It is there, kind and gentle.

It was there with you when you first came into this world.

It was there before the panic, the fear, the evaluation of it.

And it will be there with you until you depart this earth.

Your mind is telling you something about your breath.

That it is a harbinger of doom, of panic, of freak out, and falling apart.

But you breath just is. It was there before the panic. It was there before the mind labeling and evaluating it.

It will still be there after the mind evaluates it.

Try this.

Place one hand on your belly and the other gently on your chest.

Imagine those hands are the hands of someone you really love.

Someone who has helped you feel comforted, loved, cared for.

Really bring them to mind.

They are in your hands.

Now, close your eyes, and imagine those loving hands.

Rising and falling on your chest and belly.

See if you can notice the warmth of the loving hands on your body.

Notice the experience of your hands.

Notice sensations, feelings of warmth around them.

Notice that the loving hands gently move, up and down.

Nothing to do but to be there, touching you.

Sink into that.

For these are your hands, your touch, your warm embrace.

Open your heart and just be with your loving touch.

Just the hands. Just the touch. Just the movement as they rise and fall.

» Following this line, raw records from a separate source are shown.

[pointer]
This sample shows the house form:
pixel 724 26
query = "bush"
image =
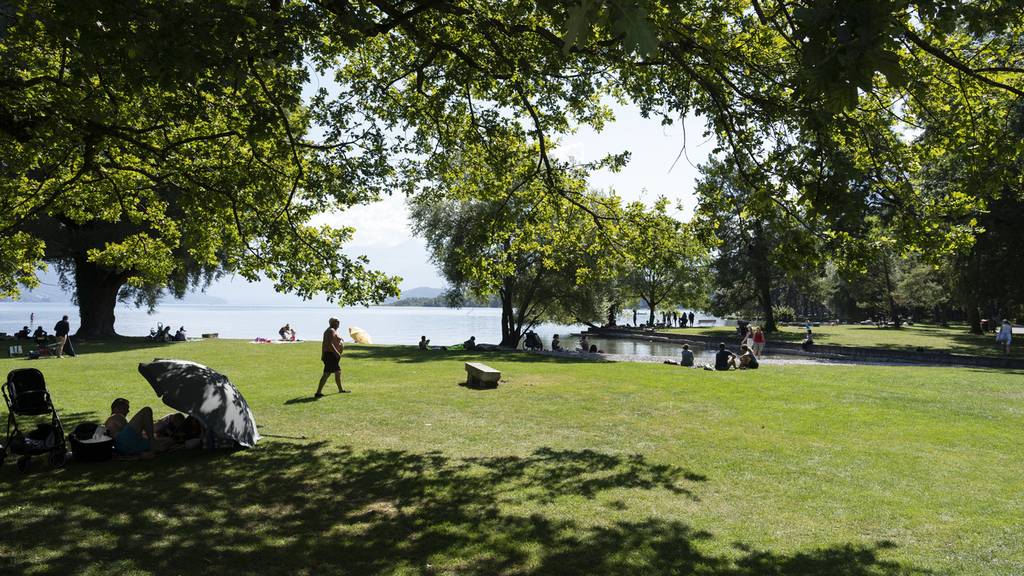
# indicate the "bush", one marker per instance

Feel the warmth penetrate you.

See what your experience tells you over time.

Peace -j

From: ACT_for_the_Public [mailto:ACT_for_the_Public ]

On Behalf Of lah2125

Sent: Thursday, January 26, 2012 10:59 PM

To: ACT_for_the_Public

Subject: New to group and ACT and advice/question

Hi,

I am new to the group and to ACT. I have recently begun reading/doing the ACT workbook titled " The Mindfulness & Acceptance Workbook. " I little about my history. I have struggled with anxiety for many years and quite successful at living a productive life and

keeping it from inhibiting my life too much. Until over the last 6 months my insomnia became really bad along with my anxiety. I have been working with a cognitive behavior therapist to deal with panic attacks and insomnia. It has been helpful in some ways

but in many ways it has left me with much more panic and anxiety than I ever had before. A lot of my anxiety since doing CBT has been triggered by doing the breathing exercises which seem to cause me to hyperventilate and not calm me down as they are designed

to do. Which brings me to why I'm writing this.. I am very excited about ACT and feel it will be really helpful to me however, every time any of the exercises advise " taking a deep bre! ath " or " focusing on one's breathing, " I become super anxious and begin

to have the sensations of a panic attack. I have read numerous books on mindfulness and done several meditation retreats and feel it really speaks to our human existence and offers the wisest framework for living this life. However, I always get stuck at the

breathing and really feel lately that I am completely doomed because I can't be with my breath or I totally freak out and the very thing that is " supposed " to help me triggers me to panic and obsess over my breathing. Lately I have become so obsessed by my

breathing I can hardly read a book or do anything that causes me to notice my breathing or I will start to panic. I know this probably sounds ridiculous and many may not have the same concerns, I'm just wondering if in fact anyone has had this type of experience

and if so if they have any advice because I really want to to do this work but feel paralyzed by fear that I ! am only making my situation worse by continually doing activities that cause me to obsess over my breath and panic.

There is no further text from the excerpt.